[SERVER-45626] Consistent Oplog Locking Rules Created: 13/Jan/20  Updated: 29/Oct/23  Resolved: 13/Mar/20

Status: Closed
Project: Core Server
Component/s: None
Affects Version/s: None
Fix Version/s: 4.7.0, 4.4.2

Type: Task Priority: Major - P3
Reporter: PM Bot Assignee: Lingzhi Deng
Resolution: Fixed Votes: 0
Labels: former-quick-wins
Remaining Estimate: Not Specified
Time Spent: Not Specified
Original Estimate: Not Specified

Issue Links:
Backports
Depends
depends on SERVER-44906 Rollback should take global write loc... Backlog
Problem/Incident
causes SERVER-47959 Retry JournalFlusher oplog reads on W... Closed
Related
is related to SERVER-46930 AutoGetOplog doesn't acquire collecti... Closed
Backwards Compatibility: Fully Compatible
Backport Requested:
v4.4
Sprint: Repl 2020-03-09, Repl 2020-03-23
Participants:
Linked BF Score: 23

 Description   

In principle we should only need the Global IS/IX lock to read/write the oplog. However, see SERVER-44906, we're inconsistent. Furthermore, there are cases our code requires a DB and Collection lock in order to get a Collection pointer to the oplog, although this is not fundamentally necessary.

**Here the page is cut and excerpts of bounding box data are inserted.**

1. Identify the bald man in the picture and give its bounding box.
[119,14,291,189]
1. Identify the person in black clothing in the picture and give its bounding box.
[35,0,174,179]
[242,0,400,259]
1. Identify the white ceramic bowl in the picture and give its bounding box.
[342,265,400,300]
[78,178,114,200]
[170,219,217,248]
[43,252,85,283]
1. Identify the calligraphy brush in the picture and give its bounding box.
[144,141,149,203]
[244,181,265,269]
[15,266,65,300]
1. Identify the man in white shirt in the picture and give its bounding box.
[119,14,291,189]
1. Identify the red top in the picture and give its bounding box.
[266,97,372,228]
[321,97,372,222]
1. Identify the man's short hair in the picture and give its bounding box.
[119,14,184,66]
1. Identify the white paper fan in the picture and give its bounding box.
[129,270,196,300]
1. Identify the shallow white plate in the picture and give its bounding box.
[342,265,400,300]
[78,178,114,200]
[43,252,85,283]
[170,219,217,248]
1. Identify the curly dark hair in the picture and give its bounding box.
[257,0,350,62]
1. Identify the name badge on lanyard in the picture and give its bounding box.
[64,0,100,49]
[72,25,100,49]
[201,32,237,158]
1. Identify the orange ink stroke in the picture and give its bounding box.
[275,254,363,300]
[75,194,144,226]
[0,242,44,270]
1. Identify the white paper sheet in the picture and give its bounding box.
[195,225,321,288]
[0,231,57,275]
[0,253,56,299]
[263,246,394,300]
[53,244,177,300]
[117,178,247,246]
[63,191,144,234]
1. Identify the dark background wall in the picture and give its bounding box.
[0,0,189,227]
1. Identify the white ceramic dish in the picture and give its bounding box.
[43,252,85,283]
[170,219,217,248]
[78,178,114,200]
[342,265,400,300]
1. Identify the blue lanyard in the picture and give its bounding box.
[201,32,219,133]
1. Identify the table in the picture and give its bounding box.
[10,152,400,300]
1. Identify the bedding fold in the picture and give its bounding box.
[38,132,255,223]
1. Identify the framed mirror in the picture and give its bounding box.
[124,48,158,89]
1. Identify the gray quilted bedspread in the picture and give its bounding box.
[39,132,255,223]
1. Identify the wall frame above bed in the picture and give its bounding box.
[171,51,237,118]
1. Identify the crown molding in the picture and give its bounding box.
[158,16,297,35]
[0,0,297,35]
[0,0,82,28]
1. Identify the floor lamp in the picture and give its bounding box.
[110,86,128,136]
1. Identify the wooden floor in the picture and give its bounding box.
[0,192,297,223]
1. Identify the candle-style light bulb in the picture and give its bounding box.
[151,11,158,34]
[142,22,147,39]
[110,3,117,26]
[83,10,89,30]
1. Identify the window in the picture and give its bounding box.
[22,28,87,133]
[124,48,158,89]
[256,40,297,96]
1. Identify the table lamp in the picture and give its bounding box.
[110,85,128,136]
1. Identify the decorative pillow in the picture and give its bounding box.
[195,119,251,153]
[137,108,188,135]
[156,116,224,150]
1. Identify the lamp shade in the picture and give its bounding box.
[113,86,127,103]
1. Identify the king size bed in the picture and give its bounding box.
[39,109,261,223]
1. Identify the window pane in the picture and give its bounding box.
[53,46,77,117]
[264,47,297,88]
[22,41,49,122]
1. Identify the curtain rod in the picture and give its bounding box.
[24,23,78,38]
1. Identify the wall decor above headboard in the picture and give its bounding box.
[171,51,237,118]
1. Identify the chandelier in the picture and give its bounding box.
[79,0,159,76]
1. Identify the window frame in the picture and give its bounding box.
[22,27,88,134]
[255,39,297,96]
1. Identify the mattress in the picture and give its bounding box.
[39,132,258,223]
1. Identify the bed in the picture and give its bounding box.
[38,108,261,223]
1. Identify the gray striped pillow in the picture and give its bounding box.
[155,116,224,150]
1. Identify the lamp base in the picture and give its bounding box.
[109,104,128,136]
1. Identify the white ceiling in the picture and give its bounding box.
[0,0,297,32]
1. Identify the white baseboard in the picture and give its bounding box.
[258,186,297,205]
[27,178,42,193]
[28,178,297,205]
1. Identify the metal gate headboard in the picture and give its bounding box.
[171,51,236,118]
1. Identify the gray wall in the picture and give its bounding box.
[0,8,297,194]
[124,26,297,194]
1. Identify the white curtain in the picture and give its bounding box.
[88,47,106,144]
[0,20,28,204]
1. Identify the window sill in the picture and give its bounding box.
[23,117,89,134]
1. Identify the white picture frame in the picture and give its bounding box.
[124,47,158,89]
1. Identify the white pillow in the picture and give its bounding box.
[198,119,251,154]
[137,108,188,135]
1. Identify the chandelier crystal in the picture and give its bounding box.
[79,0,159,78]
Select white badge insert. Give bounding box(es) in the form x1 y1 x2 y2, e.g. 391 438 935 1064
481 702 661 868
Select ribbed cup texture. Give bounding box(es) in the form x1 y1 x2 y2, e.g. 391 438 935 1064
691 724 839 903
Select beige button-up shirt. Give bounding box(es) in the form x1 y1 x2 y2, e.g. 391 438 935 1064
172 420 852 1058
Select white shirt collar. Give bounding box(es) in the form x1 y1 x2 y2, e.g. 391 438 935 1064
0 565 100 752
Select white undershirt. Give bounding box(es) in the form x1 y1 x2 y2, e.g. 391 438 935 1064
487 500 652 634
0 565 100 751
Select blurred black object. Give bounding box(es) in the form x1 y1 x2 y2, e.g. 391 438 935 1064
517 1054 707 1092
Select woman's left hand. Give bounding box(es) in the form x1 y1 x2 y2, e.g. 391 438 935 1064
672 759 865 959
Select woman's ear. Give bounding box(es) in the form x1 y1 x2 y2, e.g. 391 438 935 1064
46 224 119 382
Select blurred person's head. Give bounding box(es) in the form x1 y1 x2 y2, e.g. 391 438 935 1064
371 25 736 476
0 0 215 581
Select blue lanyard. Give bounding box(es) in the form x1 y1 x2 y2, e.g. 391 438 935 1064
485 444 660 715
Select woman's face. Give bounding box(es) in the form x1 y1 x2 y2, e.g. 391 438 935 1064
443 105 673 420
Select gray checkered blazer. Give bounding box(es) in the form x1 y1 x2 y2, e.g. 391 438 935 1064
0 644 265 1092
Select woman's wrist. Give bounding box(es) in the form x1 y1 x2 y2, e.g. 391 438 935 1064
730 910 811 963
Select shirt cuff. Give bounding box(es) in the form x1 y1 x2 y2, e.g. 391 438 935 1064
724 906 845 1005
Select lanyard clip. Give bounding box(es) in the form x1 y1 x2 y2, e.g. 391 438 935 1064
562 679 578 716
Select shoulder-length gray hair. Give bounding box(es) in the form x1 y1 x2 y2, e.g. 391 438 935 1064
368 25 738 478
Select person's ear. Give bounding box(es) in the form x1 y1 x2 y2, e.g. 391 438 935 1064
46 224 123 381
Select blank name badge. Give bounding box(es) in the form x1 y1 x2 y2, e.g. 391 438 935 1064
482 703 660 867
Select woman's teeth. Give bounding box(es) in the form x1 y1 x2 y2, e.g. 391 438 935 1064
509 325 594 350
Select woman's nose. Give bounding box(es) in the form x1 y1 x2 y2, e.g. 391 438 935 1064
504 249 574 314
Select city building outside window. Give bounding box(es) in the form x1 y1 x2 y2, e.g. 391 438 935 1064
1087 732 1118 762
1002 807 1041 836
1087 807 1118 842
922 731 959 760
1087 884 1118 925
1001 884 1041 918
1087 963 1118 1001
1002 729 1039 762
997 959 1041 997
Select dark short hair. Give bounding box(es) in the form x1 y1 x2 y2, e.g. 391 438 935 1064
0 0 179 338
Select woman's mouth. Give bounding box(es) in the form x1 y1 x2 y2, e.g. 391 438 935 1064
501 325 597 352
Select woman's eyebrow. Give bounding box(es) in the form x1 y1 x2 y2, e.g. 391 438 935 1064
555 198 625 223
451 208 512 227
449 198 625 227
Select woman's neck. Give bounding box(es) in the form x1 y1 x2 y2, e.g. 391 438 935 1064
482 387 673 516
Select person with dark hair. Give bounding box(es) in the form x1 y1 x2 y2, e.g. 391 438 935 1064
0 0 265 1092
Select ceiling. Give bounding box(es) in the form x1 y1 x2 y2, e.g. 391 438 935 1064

Inconsistent locking invites mistakes: deadlocks, race conditions, and unnecessary waiting.



 Comments   
Comment by Githook User [ 14/Sep/20 ]

Author:

{'name': 'Lingzhi Deng', 'email': 'lingzhi.deng@mongodb.com', 'username': 'ldennis'}

Message: SERVER-45626: Introduce AutoGetOplog for consistent oplog locking rules SERVER-46930: Fix AutoGetOplog for non-document-locking storage engines SERVER-47959 JournalFlusher will retry oplog reads on WriteConflictExceptions caused by a concurrent

{full:true}

validate command on the oplog collection

(cherry picked from commit c15e8ae74071482d69179c7e5e5e6bdc882d2beb)
(cherry picked from commit 4c4cd897f09a85441ad60058b42ea1149b65d7de)
(cherry picked from commit dcc42b3db40ecc1cb3ca278d9dcc2208a6c7734a)
Branch: v4.4
https://github.com/mongodb/mongo/commit/503dce2ce6465116cd05d04e4ea88f837e406e8d

Comment by Tess Avitabile (Inactive) [ 14/Sep/20 ]

Sounds good to me!

Comment by Lingzhi Deng [ 11/Sep/20 ]

Ah I see. In that case, yes, we can schedule a backport I guess. Feel free to request one and we can put it in the execution sprint then. CC tess.avitabile any objections?

Comment by Louis Williams [ 11/Sep/20 ]

Yes, SERVER-48452 fixes the bug underlying SERVER-49781 (present in 4.4). That is: internal operations may unexpectedly read at timestamps, and this can lead to crashing.

Because AutoGetOplog eliminated unnecessary callsites of AutoGetCollectionForRead for oplog I guess

Correct.

Your commit landed only a week after the 4.4 branch (on Mar 4), so it seems possible that this isn't extremly risky to put into 4.4.

Comment by Lingzhi Deng [ 11/Sep/20 ]

Why does SERVER-48452 depends on this? Because AutoGetOplog eliminated unnecessary callsites of AutoGetCollectionForRead for oplog I guess? Does SERVER-48452 fix a bug in 4.4? Otherwise backporting this (and we also need SERVER-47959) seems to come with some risks of destabilizing the 4.4 branch.

Comment by Louis Williams [ 11/Sep/20 ]

lingzhi.deng I'm trying to backport SERVER-48452 to 4.4, but I'm realizing that it depends on this AutoGetOplog change. How realistic would it be to backport would this to 4.4?

Comment by Githook User [ 13/Mar/20 ]

Author:

{'username': 'ldennis', 'name': 'Lingzhi Deng', 'email': 'lingzhi.deng@mongodb.com'}

Message: SERVER-45626: Introduce AutoGetOplog for consistent oplog locking rules
Branch: master
https://github.com/mongodb/mongo/commit/c15e8ae74071482d69179c7e5e5e6bdc882d2beb

Generated at Thu Feb 08 05:09:19 UTC 2024 using Jira 9.7.1#970001-sha1:2222b88b221c4928ef0de3161136cc90c8356a66.